Anyone who sells products and services on the U.S. Munitions List -- articles, services and associated technology designated as defense related by the United States -- or on the Commerce Control List -- items subject to federal export regulations -- "is under no legal duty to perform any type of due diligence on a buyer" when the items are sold within the United States, he said.

GAO also was able to send through Federal Express nonfunctional versions of items it had bought from manufacturers -- including the gyro chip and an accelerometer, a known component for smart bombs -- to a country in Southeast Asia that is a known distribution center for terrorist organizations, according to the report. The items were shipped in nondescript boxes that did not reveal the contents.

"Terrorists and foreign governments that are able to complete domestic purchases of sensitive military and dual-use technologies face few obstacles and risks when exporting these items," Kurtz said. GAO officials fear terrorists or other countries could use the equipment to work backwards to create weapons against the United States.

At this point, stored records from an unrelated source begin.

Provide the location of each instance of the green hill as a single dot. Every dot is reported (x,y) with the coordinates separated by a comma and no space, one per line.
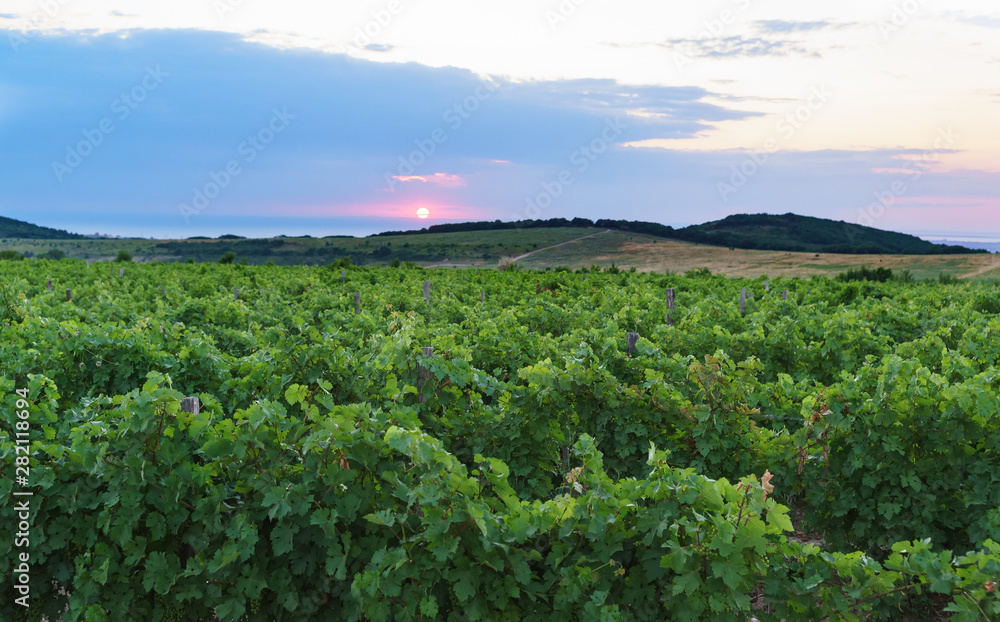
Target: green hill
(790,232)
(10,228)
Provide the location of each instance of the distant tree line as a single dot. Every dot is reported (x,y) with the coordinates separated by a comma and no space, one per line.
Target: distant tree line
(786,232)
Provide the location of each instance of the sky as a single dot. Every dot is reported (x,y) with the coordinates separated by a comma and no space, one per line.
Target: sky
(259,118)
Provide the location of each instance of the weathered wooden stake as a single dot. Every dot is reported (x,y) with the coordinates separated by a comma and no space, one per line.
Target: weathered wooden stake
(630,341)
(191,405)
(424,375)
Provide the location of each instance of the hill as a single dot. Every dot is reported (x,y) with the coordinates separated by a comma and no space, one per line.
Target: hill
(791,232)
(787,232)
(10,228)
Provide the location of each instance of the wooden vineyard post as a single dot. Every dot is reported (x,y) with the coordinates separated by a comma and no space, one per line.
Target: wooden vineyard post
(424,376)
(630,341)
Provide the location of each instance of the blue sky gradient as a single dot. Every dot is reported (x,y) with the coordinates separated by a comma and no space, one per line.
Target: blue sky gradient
(121,131)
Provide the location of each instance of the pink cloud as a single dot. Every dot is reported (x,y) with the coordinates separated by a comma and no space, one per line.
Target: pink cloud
(441,179)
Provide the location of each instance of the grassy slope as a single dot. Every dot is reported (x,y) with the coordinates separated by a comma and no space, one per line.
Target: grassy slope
(484,248)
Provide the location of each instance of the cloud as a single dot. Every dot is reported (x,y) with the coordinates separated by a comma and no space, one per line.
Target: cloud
(443,180)
(352,122)
(738,46)
(482,146)
(972,19)
(783,26)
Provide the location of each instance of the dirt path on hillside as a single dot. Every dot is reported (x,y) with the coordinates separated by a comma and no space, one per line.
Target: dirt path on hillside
(560,244)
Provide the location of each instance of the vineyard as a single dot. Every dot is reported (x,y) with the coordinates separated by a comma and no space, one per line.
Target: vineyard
(511,446)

Two laws govern oversight of the export of potentially sensitive items. The 1976 Arms Export Control Act assigns State the responsibility to regulate the export of military items included on the U.S. Munitions List. The 1979 Export Administration Act assigns Commerce the responsibility to regulate the export of dual-use items that are included on the Commerce Control List. Exporters are required to place their products on one of the two lists, and, if required, obtain a license to export the items. They also are required to electronically notify Homeland Security Department officials when the products arrive at the port of export for inspection.

Both laws require shippers to report the export of sensitive items. Officials from several agencies told GAO that there is no practical way to ensure that packages leaving the United States that contain export-controlled items can be identified and consistently searched.

In addition, companies that are caught breaking export rules may continue to do business with the federal government because they sell products that are crucial to military operations. In March 2007, ITT Corp., the leading manufacturer of military night-vision equipment, was convicted of a criminal violation of the Arms Export Control Act for sending classified materials to China and other nations, knowingly violating export license agreements. The company pleaded guilty and was ordered to pay $100 million, but it was not debarred from doing business with the federal government.

When asked by subcommittee members how ITT could still be doing business with agencies, Michael Alvis, head of business development, said ITT is "the world leader in night vision," and it is best able to fulfill military requirements for such technologies. He added that the technology was not compromised, and "drastic changes" were made in management to ensure another export violation would not occur.

Preventing the illegal export of sensitive items used in nuclear weapons, IEDs, and other military applications requires stopping the purchase of the items at the source "because once sensitive items make it into the hands of terrorists or foreign government agents, the shipment and transport out of the United States is unlikely to be detected," the report noted.

GAO conducted a separate undercover investigation in April, when a team of agents found similar military items for sale on eBay, and other Web sites that allow person-to-person sales. "What we are dealing with is not an inability to enforce security measures, but a lack of policies and procedures to enforce," said Nicholas Fitton, chief executive officer of technology reseller Section 8. "We don't need tighter restrictions and more limits on what can be sold, but [we do need] to use common sense and understand what the actual items are that are being sold."